Review: Mark with the Sea – When the Blood Runs Dry
Beat Magazine
Ballarat’s Mark with the Sea excel at the type of Australiana that Paul Kelly, Crowded House and The Gin Club churn out in their sleep. Songs are filled with plenty of space for deliberation, with it all rooted in a specific time and place that could only be the best friggin’ country in the world. Opener Bows & Arrows is an immediate classic with a tight, moody grip and menacing guitars suggesting a threat just below the surface. Type Bows & Arrows into YouTube if you’re tickled by the idea of a grown man dancing senselessly in his jocks and I’ll wait here.

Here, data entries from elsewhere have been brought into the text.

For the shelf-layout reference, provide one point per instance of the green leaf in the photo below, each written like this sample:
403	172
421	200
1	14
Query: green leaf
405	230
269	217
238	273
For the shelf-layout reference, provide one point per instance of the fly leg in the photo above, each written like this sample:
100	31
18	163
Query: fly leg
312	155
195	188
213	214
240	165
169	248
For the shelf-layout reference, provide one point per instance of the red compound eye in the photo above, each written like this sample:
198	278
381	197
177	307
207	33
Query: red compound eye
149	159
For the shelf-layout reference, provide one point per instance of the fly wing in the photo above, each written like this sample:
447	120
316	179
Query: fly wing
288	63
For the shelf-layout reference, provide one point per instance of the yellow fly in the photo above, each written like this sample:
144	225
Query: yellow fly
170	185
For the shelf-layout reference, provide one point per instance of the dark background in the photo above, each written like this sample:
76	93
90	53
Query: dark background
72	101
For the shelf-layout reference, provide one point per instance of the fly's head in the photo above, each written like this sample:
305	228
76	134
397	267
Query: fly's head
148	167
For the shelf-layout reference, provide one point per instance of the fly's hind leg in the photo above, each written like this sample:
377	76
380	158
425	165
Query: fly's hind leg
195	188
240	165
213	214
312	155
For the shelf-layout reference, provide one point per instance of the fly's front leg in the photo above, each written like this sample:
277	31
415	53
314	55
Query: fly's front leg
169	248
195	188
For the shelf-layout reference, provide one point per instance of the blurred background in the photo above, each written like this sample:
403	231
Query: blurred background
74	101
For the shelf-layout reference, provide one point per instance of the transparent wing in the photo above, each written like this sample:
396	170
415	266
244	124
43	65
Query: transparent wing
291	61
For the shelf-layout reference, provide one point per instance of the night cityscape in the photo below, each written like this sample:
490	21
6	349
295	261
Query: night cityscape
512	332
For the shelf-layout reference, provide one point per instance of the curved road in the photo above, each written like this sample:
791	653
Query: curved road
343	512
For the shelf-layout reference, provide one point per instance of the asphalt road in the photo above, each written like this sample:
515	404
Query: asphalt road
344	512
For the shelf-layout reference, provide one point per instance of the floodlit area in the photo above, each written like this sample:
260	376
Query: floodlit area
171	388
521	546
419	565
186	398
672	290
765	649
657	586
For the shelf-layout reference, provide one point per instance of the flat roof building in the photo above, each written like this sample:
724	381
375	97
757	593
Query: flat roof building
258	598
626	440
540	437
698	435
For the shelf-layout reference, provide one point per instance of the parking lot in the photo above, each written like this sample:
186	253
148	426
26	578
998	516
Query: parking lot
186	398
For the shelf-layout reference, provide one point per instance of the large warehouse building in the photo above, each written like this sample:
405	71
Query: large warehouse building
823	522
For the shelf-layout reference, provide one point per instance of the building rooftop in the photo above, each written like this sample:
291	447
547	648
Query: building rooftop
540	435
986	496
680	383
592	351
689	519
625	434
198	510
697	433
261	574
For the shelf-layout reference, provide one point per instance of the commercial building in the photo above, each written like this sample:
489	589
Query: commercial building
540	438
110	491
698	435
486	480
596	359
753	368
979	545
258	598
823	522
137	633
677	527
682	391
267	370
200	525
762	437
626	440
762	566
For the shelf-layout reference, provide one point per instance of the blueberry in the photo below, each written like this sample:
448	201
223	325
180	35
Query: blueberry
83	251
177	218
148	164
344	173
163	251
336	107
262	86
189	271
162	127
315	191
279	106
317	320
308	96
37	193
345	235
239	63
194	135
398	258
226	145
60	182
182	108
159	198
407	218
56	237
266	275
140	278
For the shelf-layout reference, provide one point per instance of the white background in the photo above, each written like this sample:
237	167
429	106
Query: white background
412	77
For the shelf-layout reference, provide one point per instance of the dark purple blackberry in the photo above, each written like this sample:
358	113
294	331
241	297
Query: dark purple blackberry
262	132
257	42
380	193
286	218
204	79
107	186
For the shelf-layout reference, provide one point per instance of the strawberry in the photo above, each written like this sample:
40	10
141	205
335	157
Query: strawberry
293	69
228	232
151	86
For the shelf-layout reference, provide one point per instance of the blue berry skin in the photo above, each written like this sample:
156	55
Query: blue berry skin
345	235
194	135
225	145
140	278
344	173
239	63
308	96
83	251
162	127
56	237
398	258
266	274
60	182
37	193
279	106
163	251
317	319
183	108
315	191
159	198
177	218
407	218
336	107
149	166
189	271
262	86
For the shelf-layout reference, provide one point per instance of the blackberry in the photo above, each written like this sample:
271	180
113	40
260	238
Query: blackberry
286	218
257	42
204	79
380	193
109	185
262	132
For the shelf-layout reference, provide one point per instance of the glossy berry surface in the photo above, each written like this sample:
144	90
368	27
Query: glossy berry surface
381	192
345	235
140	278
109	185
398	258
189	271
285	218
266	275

Adding members and filling the sound out more since 13 Years (2013) suits them well, as the group are at their best when they use the whole band and deviate towards the sinister, as the aforementioned Bows, Kind of Girl and Who Will Watch Over You will attest. At the other end of the spectrum, I’ll Be the Artist and Go to Sleep have a calming and sweet veneer. They could be lullabies, if your kids aren’t old enough to clock the existential dread contained within. LaLoveLosLost is another potential single; both an upbeat and unsettling excursion that concludes in Los Angeles, with the listener not certain if this is he idyllic place of palm trees and sunshine or the unseen and dark side of the American Dream described in Nick Toshes’ Dean Martin biography Dino. Great care has been put into this album, and like all your favourite stuff, it sounds way better on headphones.